Breaking through on 877 last year, Bristol's Saidwho returns to the fray on the ever-on-point Southpoint. It's a match made in beat heavy - unclassifiable genre-melting beat sessions with heavy helpings of subby funk. "Banshee" has been damaging on dub for a while - rolling, stuttering and insistent, it lends itself to techno as much as it does garage. "Chase & Run" flips the rhythm for a more spacious broken trip into grime while "Leaked" is a brilliant Tipper-style space breaks funk jam with a raw, roomy aesthetic. Finally on a remix-tip, Mofaux closes the show with mean and moody switch-flipper that rips between cavernous 4/4s and a gnarly break on the drop.

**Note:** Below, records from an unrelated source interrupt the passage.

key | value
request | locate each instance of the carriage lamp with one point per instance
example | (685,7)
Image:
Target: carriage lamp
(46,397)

Three time DMC Champion, BBC 1Xtra Resident and multi award-winning DJ Cable returns. The 'super dope mixtape maker' brings it courtesy of his own Triangulum Recordings with the Ancients EP and as the name may suggest: these are some really spiritual and esoteric insights into the UK bass sound. "Aztec Riddim" rolls deep with its low-end theory steeped in Amazonian aesthetics, while "Inca Riddim" follows in suit with its immaculate polyrhythms that will truly lead you into the exotic. "Olmec Riddim" is the same kind of bass driven tribal techno that Arthur Smith aka Grain (aka Artwork) was smashing out in the late nineties and had us really impressed
Longstanding New World Audio merker Shandy cracks open three tins of fizzy fire on us with the fittingly titled "Vintage Grime" collection. "Horizon" sets the scene with string-sprung drama. Unashamedly steppy, it's an instant flashback to 2001. "Coincide" joins the dots with dubstep with its hazy tones and low-slow groove. Finally "Projection" is an all-out space hopper with a broadsword bassline, neck-snapping beats and delicate pianos. True to the craft.

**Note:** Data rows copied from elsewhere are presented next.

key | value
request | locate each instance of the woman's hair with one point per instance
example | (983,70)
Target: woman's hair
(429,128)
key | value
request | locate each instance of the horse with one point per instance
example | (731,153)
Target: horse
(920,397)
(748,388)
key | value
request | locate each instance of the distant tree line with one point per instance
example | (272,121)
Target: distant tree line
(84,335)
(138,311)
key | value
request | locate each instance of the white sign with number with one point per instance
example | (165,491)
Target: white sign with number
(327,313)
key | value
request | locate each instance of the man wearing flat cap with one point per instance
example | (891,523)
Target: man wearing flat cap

Cardiff-based producer Stagga is a man who likes to experiment with extremely low levels of hertz, and his material for the Fat Fridge label is becoming synonymous with quality and style. He's back with an extended EP, seven cuts of delightfully pungent dance mutations that have difficulty in being labelled and/or categorised under one banner. Take "Jenny", for instance, a tune that could appeal to the grime headz, dubstep fanboys, and even those branching out into tribal-led African dance infusions; "New Gun" is a mother stunner, an eerie bass riddim with a noticeable leftfield swagger to its groove, while "Trip Switch" shakes up the EP by launching a heavy, unforgiving wobble attack in the most stupendous of bro-step fashions. If you're into the enlarged bass game, then this is your drug.
Bassline Bangers has become the preferred codename of LA-based producer 6BLOCC. His material for Digital 6 is becoming increasingly unmissable and, to a larger extent, inimitable. Tagged as 'bass', his tunes do much more than the required dance formula and, instead, branch out into fields more closely related to dub, reggae, and jungle. This is the third instalment of the series, and the dude offers six strong cuts for you to digest and mull over; "Atmosphere" is what kicks the flow into motion thanks to a stunning hybrid mix of grime and sped-up dubstep, whereas "Bad Boy Style" adds the ragga flavor to a bed of hazy jungle breaks. "Labrinth" is another stunner on here, this time bringing a considerably stronger techno flex into its beat, but it's "Soundboy" and its lethal waves of low frequencies that steal the show and grab all the creds. Sick.